As mentioned in Section 1 of the literature review, clustering based on central tendencies (such as the mean) is inappropriate for binary data (such as gender or employment status) and ordinal data (such as education levels) due to the meaningless nature of calculating averages for this type of data. Therefore, these were excluded from the evaluation. We only considered the 5-point Likert scale questionnaire responses for standardization purposes, which some studies in the literature have overlooked. In the initial clustering phase, G-Means, BANG-File, and OPTICS were not executed; instead, numeric attributes were first adopted. The resulting clustering outputs for agglomerative (919 clusters), hierarchical (459 in the first step and 1 in the second), and top-down algorithms (34 clusters, with 23 lacking members) were imbalanced and unacceptable. The similarity in clustering results between the X-means and Fast K-Means algorithms in RapidMiner indicated that they differed only in name while having the same structure. Consequently, X-Means was disregarded in RapidMiner, and its output was recorded and utilized in Weka.

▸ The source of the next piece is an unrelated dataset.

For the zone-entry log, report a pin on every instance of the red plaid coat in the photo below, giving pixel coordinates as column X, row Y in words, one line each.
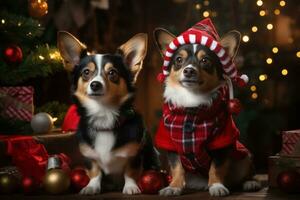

This method requires testing all indices, meaning that each time, one variable is considered as an index to calculate the distance to other variables. For K-Means, a mixed measure was chosen. The clustering process began with two clusters, one of which was poorly formed, ultimately resulting in 16 clusters. The poorly performing cluster began at 12 clusters, with 38 clusters showing no membership. Except for the 2 and 3 clusters, all remaining clusters were similar, sharing common members. The final step revealed that a higher silhouette index was associated with 2 clusters, with observed similarities in courtesy, aesthetics, and perceived value indices. In the K-Means H2O clustering process, a decline in clustering quality was noted starting at 11 clusters, with poor clustering observed at 17 clusters. A cluster without membership appeared at 30 clusters. Again, aside from the 2 and 3 clusters, all other clusters were similar, with a higher silhouette index associated with 2 clusters, showing similarities in access, aesthetics, perceived value, courtesy, and loyalty indices. For K-Means Kernel, clustering quality began to deteriorate at 11 clusters, and poor clustering was observed at 13 clusters, with a cluster lacking membership appearing at 60 clusters. This evidence suggests that this method behaves similarly to its counterparts, except it fails to reveal clusters without membership. Except for the 2 and 3 clusters, all clusters were similar, and a higher silhouette index was linked to 2 clusters, with dissimilarities observed only for the access index.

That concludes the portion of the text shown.